- Historical leaders: Manuel Pardo, Mariano Ignacio Prado, Eduardo López de Romaña, Manuel Candamo, Serapio Calderón, José Pardo y Barreda
- Founded: 1871
- Dissolved: 1930
- Headquarters: Club Nacional, Lima
- Newspaper: El Comercio El Nacional
- Ideology: Liberalism Conservative liberalism Modernization Free trade Antimilitarism
- Political position: Centre-right^{[citation needed]}

= Civilista Party =

Political party in Peru (1871–1930)

The Civilista Party (Partido Civil, PC) was a political party in Peru.

==History==
Founded as a countermeasure against the growing power of the military in Peru during the first half of the Republic, the party's sole purpose was to establish a civilian rule in the country. This, however, did not prevent them from creating political alliances with the military during its first years of existence. Founded in 1872, the party's first candidate was its founder, Manuel Pardo, who was elected on August 2, 1872.

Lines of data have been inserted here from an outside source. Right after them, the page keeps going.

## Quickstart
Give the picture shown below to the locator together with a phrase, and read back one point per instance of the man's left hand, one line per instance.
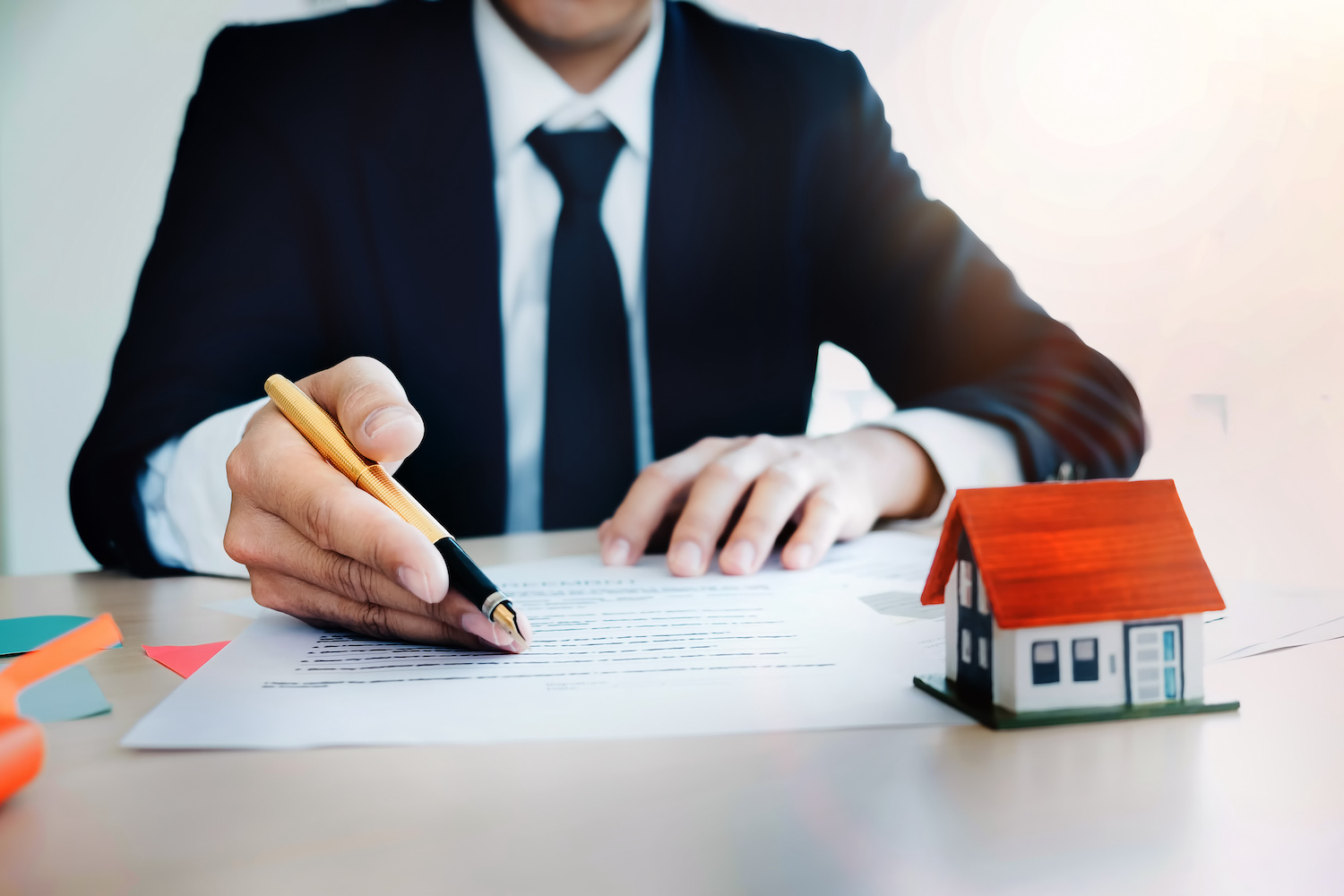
(832, 487)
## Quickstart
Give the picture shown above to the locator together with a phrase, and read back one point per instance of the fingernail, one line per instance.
(486, 630)
(616, 552)
(738, 556)
(504, 638)
(800, 556)
(382, 418)
(417, 583)
(685, 557)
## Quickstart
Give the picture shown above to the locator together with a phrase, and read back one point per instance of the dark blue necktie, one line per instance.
(589, 447)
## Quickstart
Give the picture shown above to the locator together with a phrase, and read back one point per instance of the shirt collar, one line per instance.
(523, 91)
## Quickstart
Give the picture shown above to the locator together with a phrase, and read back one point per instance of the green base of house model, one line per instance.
(996, 718)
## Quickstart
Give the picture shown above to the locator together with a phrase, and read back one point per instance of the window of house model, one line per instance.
(1085, 659)
(1045, 662)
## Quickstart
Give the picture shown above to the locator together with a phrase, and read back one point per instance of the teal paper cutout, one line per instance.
(70, 694)
(30, 633)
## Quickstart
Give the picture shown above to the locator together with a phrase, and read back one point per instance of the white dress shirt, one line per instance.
(185, 490)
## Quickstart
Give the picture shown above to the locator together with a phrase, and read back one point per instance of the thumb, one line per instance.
(370, 405)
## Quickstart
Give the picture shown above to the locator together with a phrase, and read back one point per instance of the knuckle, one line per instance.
(763, 443)
(352, 578)
(265, 592)
(371, 618)
(824, 503)
(239, 547)
(784, 476)
(319, 514)
(238, 470)
(660, 471)
(722, 470)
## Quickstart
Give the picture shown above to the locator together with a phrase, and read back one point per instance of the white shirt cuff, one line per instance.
(185, 495)
(967, 452)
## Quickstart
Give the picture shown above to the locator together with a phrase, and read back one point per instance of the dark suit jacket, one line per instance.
(333, 196)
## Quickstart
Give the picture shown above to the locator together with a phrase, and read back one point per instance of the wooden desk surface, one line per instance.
(1247, 802)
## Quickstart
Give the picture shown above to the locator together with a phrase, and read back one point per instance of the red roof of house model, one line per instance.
(1069, 552)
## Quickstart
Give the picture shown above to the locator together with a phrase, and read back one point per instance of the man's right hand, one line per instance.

During the 1870s, economic growth and a certain degree of political stability had laid the conditions for creating the country's first political party. It was also a new era of international trade, business, and finance that Peru was benefiting from. Some believed that this era required the managerial skills that an educated and professional Elite could provide and believed Manuel Pardo was apt for this job. Under Pardo, the Civilistas pursued fiscal and administrative reforms, expanded public education, created the college for the bureaucracy and a school for naval officers, and established a National Guard with merit-based promotion rules.

The Civilista Party was first primarily composed of the newly rich merchants, planters, and businesspeople in Peru (especially those who benefited themselves with the Guano Boom exportations). The members of the party believed that the military was corrupt and no longer capable of ruling the country and that it was more apt to serve it militarily than to rule it politically.

After the War of the Pacific and a successful revolution (that removed the military from power once again), the Party played a key role in the reconstruction of the country. Political scientist Luis Schenoni describes the original Civilista project of state formation as the clearest casuality of the War of the Pacific, as defeat weakened the national state and empowered peripheral elites. Reviving its antimilitary and pro-export program, they secured the support of its constituents. Most of its members were part of the economic and social elite established in Lima.

Between 1899 and 1920, most Peruvian presidents had been members of this Party. This period of Peruvian history is often called the Aristocratic Republic (coined by Peruvians referring to the social elite that governed them). Elections, however, were restricted, subject to strict property and literacy qualifications, and more often than not manipulated by the incumbent Civilista regime.

The party, as a major political force, was disbanded during the so-called oncenio (11 years of power) of Augusto B. Leguía y Salcedo's second term.